In the site folder: meta tags, I have robots: index, follow
I thought this was an acceptable way to dealing with the robots file. It’s what I’ve always done, but with google’s most recent email perhaps they’re asking me to manually upload a robots.txt file just as I did the sitemap.xml file. Wonder if something changed at google. It’s strange I’d just now be getting this error message.
The original version of the SiteMapper action had an option to automatically create and upload a robots.txt file for your site. Unfortunately this feature got dropped before the Actions shipped which is a shame as search engines often look in the file for the location of the sitemap.xml file.

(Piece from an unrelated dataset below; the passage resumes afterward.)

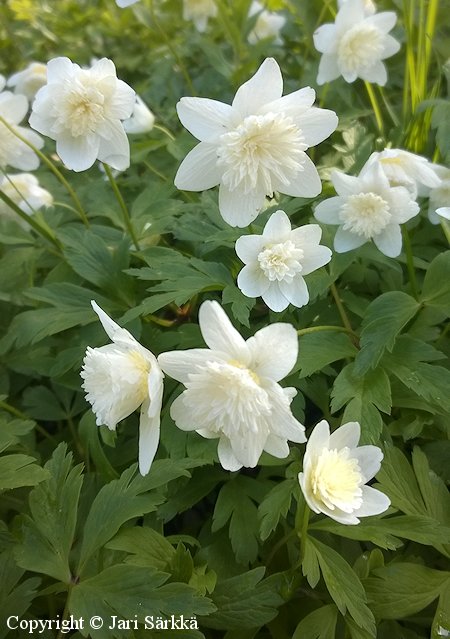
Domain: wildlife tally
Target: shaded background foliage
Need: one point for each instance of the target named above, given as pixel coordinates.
(93, 537)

I thought this was an acceptable way to dealing with the robots file. It’s what I’ve always done, but with google’s most recent email perhaps they’re asking me to manually upload a robots.txt file just as I did the sitemap.xml file. Wonder if something changed at google. It’s strange I’d just now be getting this error message.
Thanks Caleb & Tim. I think what happened with the google error is exactly as you mentioned. When I uploaded my sitemap.xml google then went looking for the robots.txt file that I never thought to upload. I wonder how much all this really improves rankings??? At least I understand better now. Thanks again.
Doing a Google search on a site I found the following:
“A description for this result is not available because of this site’s robots.txt”
I thought I had Sit Mapper applied properly, but reading the above posts it would appear that I have to add a “robots.txt” to the site. Is that correct?
Could we have a link? Usually, that error means that you aren’t allowing certain bots to have full run on your site, and this kind of stuff is set in the robots.txt file or as a meta tag in the .
Hi Robert,
You need to FTP into your site and remove the robots.txt file as it is blocking access to both the Google and BLEXBot - AKA WebMeUp (http://webmeup.com) crawlers; http://avintagesole.com/robots.txt
Regards,
Tim.
Thanks. I found and deleted the robots.txt file. My quandary is — how the heck did it get there in the first place?
Dave,
Thanks as well. Apparently I have Site Mapper applying something wrong. The page reference at sitemaps.org is way above my pay grade. I’ll re-review the page on Softpress regarding Site Mapper and try to figure out what I did wrong.
If anyone can suggest what I screwed up and how the robots.txt file wound up on the site, I’d be very grateful.
Hi Robert,
Check your hosting account cPanel (if you have one) and see if anything is set there. You can often find tools there that limit access to certain web crawlers.
Regards,
Tim.
On 31 Jan 2014, at 14:27, Robert wrote:
Thanks. I found and deleted the robots.txt file. My quandary is — how the heck did it get there in the first place?
I believe I’ve straightened out the problem. It appears that the hosting company added this file after I the site was subjected to an attack. It’s been removed and the Site Mapper action reapplied.
One last question (I hope), how long does it normally take for Google to rescan so that it drops the robots.txt notice and puts the sites description back?